Achtzehn

2.3K 128 30
                                    

media: John Mamann & Kika - Love Life


[CHARLES]

Kiedy tylko gówniarz zaczął wakacje, myślałem że oszaleje; albo całymi dniami się włóczył z dzieciakiem od Blacków i tym drugim, albo nie wyściubiał nosa z mieszkania. Już nawet byłem gotów wysłać, tą głupią pchłę, gdziekolwiek, byleby dał człowiekowi odsapnąć. W najgorszym wypadku uduszę go i tyle będzie z tego. Właściwie to z utęsknieniem oczekiwałem końca wakacji, bo w końcu odpocznę sobie od jego irytujących komentarzy! No ileż można! Jedyną chwilą wytchnienia była praca – Sasza już zaczął się dziwić kiedy to ochoczo przychodziłem, nawet wcześniej niż powinienem – te kilka godzin bez irytującego głosu Olivera to prawie jak świętość!

Leżałem na kanapie i odliczałem w myślach do dziesięciu; gówniarz nigdy nie był rozgadany, ale chyba przyuważył, że mam parszywy humor i musi mnie dobijać gadając od rzeczy, w ten sposób od dobrych dziesięciu minut słucham bezsensownego gadania dzieciaka.

Kiedy mój telefon zadzwonił – wydałem z siebie westchnienie ulgi – i odebrałem pośpiesznie nawet nie sprawdzając kto dzwoni. Nie miałem zbyt dużo znajomych, więc wybór mógł być prosty.

- Charles? - kiedy po drugiej stronie usłyszałem głos własnej matki, wiedziałem, że coś się stało. Odkąd rozpocząłem życie na własną rękę, nasz kontakt trochę osłabł, zresztą sama uznała, że przestałem być małym i wystraszonym chłopcem i poradzę sobie sam, bez jej pomocy. Zwykle to ja dzwoniłem by mieć jakikolwiek kontakt z rodzicami, bo w innym przypadku widzielibyśmy się tylko w święta.

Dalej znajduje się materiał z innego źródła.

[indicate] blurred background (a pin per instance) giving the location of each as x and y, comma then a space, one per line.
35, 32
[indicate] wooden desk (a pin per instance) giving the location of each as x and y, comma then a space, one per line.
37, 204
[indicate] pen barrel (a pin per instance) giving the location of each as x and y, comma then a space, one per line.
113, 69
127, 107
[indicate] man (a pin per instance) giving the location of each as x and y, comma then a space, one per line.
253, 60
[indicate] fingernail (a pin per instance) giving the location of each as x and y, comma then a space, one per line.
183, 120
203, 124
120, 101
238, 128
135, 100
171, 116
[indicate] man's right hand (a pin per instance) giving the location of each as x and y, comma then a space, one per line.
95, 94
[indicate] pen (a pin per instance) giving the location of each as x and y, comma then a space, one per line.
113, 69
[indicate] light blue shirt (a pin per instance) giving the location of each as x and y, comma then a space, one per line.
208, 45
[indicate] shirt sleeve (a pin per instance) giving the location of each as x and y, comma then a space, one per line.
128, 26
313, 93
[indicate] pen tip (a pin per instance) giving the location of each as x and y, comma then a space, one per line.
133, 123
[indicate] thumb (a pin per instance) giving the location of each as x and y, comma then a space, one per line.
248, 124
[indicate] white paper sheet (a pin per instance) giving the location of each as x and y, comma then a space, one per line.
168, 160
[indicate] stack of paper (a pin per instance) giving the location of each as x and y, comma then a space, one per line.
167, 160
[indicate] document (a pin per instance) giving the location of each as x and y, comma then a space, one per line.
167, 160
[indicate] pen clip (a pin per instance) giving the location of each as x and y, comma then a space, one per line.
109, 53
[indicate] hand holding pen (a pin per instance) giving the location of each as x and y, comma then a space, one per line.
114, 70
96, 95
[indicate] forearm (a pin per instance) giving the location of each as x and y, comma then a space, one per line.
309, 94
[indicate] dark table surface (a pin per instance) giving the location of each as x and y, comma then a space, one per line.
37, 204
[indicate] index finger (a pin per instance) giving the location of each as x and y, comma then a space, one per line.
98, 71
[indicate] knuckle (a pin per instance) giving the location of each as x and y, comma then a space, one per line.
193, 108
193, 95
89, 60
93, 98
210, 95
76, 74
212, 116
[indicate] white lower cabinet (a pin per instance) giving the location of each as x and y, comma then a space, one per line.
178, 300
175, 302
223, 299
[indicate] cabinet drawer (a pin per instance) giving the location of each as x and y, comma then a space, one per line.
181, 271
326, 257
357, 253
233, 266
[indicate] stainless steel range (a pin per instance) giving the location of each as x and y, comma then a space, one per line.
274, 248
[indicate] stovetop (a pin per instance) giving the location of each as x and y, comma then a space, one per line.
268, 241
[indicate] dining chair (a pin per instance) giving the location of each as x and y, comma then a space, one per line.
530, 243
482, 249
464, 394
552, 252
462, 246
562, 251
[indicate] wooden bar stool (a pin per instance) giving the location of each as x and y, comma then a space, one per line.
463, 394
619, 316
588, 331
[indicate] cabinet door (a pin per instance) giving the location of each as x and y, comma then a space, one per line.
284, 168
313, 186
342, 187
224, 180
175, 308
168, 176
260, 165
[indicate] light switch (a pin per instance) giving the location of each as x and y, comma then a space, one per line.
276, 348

- OLIVER PRZYMKNIJ SIĘ! - krzyczę do brązowowłosego i podnoszę się do siadu, gotów w każdej chwili wybiec, wsiąść do auta i jechać.

- Co się stało, mamo? - pytam pośpiesznie.

- Ojciec... miał wypadek. Jesteśmy teraz w szpitalu – wyjaśnia, jestem pod wielkim wrażeniem, że mówi to z takim spokojem w głosie.

- CO? Jak to? - ojciec w szpitalu? To do niego nie podobne, zawsze był okazem zdrowia. Tym bardziej się zmartwiłem i plułem sobie w brodę, że odwiedzenie rodziców odkładałem na... inny czas – Zresztą nieważne, zaraz wsiadam w auto i jadę – oznajmiam

- Charlie... - zaczyna, ale jej przerywam:

- Naprawdę przyjadę – wiem, że pewnie próbowała mnie powstrzymać od tego pomysłu, bo na dobrą sprawę będę tam dopiero wieczorem, ale mam pozwolić jej być samej w tej chwili? Mieszkam najbliżej, więc na moje siostry nie mam co liczyć. Rozłączam się szybko i kieruję się do swojej sypialni, nie mam zamiaru jechać w dresach i pomiętej koszuli.

- Co się stało? - pyta Oliver i opiera się o framugę drzwi, ramiona krzyżuje na piersi; ja w tym czasie z szafy wyciągam spodnie i koszulkę. Nie czując większego skrępowania przy nastolatku; przebieram się.

- Mój tata miał wypadek i właśnie tam jadę, do jutra mnie nie będzie – oznajmiam zapinając guziki w dżinsach – Zaraz zadzwonię do Saszy, by miał cię na oku podczas mojej nieobecności, bo cholera wie co ci strzeli do tego łba – mówię nakładając koszulkę, a tamtą rzucając na podłogę, jak wrócę zajmę się porządkami, teraz nie mam na to czasu.

- Masz mi być, kurwa, grzeczny – warczę ostrzegawczo w jego stronę kiedy mijam go w przejściu.

Wyciągam telefon i wybieram numer do Saszy, mężczyzna jak zawsze odbiera ode mnie natychmiastowo, jakby zawsze czekał na mój telefon.

- Sasza mam prośbę, wielką, muszę pojechać do moich rodziców, ojciec miał wypadek... Mógłbyś mieć oko na Młodego? - mówię szybko.

- Jasne, nie ma sprawy – chociaż go nie widzę, wiem, że się uśmiecha.